Corazones cicatrizados es una de las grandes novelas sobre el sufrimiento que se han escrito. Su autor, Max Blecher, fue un escritor rumano que murió a los 29 años víctima de la enfermedad que se describe en esta novela, la tuberculosis ósea, en el año 1938. Escribiría dos novelas más y un buen puñado de poemas cuyo tema principal fue siempre la dolencia que lo torturaría durante toda su vida.
La enfermedad como protagonista
Su protagonista, Emanuel, es el alter ego del autor, que en esta obra nos presenta los comienzos de su enfermedad o, mejor dicho, el momento en el que decide acudir a una clínica de reposo para ponerle remedio. Descendiente de una familia pudiente, pudo permitirse, desde su Rumanía natal, acudir a la costa norte francesa, en concreto, al sanatorio de Beck, una pequeña población junto al Canal de la Mancha.

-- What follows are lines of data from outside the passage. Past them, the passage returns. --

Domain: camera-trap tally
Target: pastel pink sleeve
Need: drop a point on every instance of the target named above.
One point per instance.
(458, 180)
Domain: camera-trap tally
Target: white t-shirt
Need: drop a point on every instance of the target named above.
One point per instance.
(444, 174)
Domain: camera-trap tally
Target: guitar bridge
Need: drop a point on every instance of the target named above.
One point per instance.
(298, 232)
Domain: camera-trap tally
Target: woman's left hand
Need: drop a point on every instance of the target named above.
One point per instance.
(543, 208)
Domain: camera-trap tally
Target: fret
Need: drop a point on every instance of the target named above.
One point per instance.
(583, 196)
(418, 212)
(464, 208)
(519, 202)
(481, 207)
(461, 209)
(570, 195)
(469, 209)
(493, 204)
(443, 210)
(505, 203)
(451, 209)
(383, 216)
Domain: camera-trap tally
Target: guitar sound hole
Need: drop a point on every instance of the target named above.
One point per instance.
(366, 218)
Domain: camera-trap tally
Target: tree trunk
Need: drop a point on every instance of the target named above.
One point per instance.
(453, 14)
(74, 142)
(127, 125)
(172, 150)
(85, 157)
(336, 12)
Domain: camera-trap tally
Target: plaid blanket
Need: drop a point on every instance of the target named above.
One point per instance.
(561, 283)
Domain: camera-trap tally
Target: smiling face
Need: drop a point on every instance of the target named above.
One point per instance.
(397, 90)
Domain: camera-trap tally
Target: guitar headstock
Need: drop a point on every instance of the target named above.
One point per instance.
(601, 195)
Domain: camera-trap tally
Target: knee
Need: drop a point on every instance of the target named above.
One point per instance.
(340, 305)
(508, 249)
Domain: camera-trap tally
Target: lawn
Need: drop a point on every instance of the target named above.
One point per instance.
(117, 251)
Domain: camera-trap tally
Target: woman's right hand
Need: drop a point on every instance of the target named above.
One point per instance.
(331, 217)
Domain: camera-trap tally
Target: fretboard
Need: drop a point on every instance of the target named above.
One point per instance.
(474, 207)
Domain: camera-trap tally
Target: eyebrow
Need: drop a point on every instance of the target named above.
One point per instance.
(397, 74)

El gran acierto de esta novela es la elección del punto de vista, la tercera persona, ya que con ello Max Blecher tomó distancia de los hechos, que los presenta de un modo frío y desapasionado. Quizás en ello esté lo más estremecedor de la obra: cómo un enfermo, en pleno padecimiento de su dolencia, es capaz de mostrarnos los hechos como si le ocurrieran a otro. De alguna manera, el autor estaba universalizando el sufrimiento, le estaba diciendo al lector: “Tú también, en un momento dado de tu vida, puedes sufrir esto mismo que estás leyendo en estas páginas.”
Sabemos que hasta 1969, la doctora Elisabeth Kübler-Ross no estableció lo que en psicología se denomina las etapas principales del duelo, y por eso aún hay que darle más importancia a la inteligente composición de esta novela, escrita en los años treinta, puesto que Max Blecher, a lo largo del texto, las describe con una exactitud estremecedora: la negación, la ira, la negociación, el dolor emocional y la aceptación. No es de extrañar que la obra no adquiriera fama mundial hasta hace pocos años, descubierta en una famosa feria literaria, puesto que el escritor rumano se adelantó muchas décadas a su tiempo.
Como suele ocurrir en la actualidad, cuando se trata de lanzar un libro, se busca un referente que suene al posible lector, y a Max Blecher le tocó pasar por ser el Kafka rumano, cuando no tiene ningún parecido almítico escritor checo. Lo que en Kafka hay de onírico, en Corazones cicatrizados es pura realidad, casi diría hiperrealidad, ya que Blecher no ahorra al lector ni un solo hecho que le acaece, por repugnante o doloroso que sea.
El terrible confinamiento
He leído que el escritor Mihail Sebastian dice de esta novela que “penetra en las zonas más complejas del alma y nos las da a conocer con precisión analítica”. Subscribo en su totalidad estas palabras puesto que, a diferencia de otras obras de confinamiento a causa de una enfermedad (me estoy acordando de La montaña mágica de Thomas Mann o La peste de Albert Camus), Corazones cicatrizados huye de cualquier aspecto filosófico o existencial para centrarse exclusivamente en los hechos, eso sí, sin que falten las reflexiones propias de quien se encuentra enfermo y tiene a su alrededor otras personas, no solo en su misma situación, sino más graves o en proceso de mejoría.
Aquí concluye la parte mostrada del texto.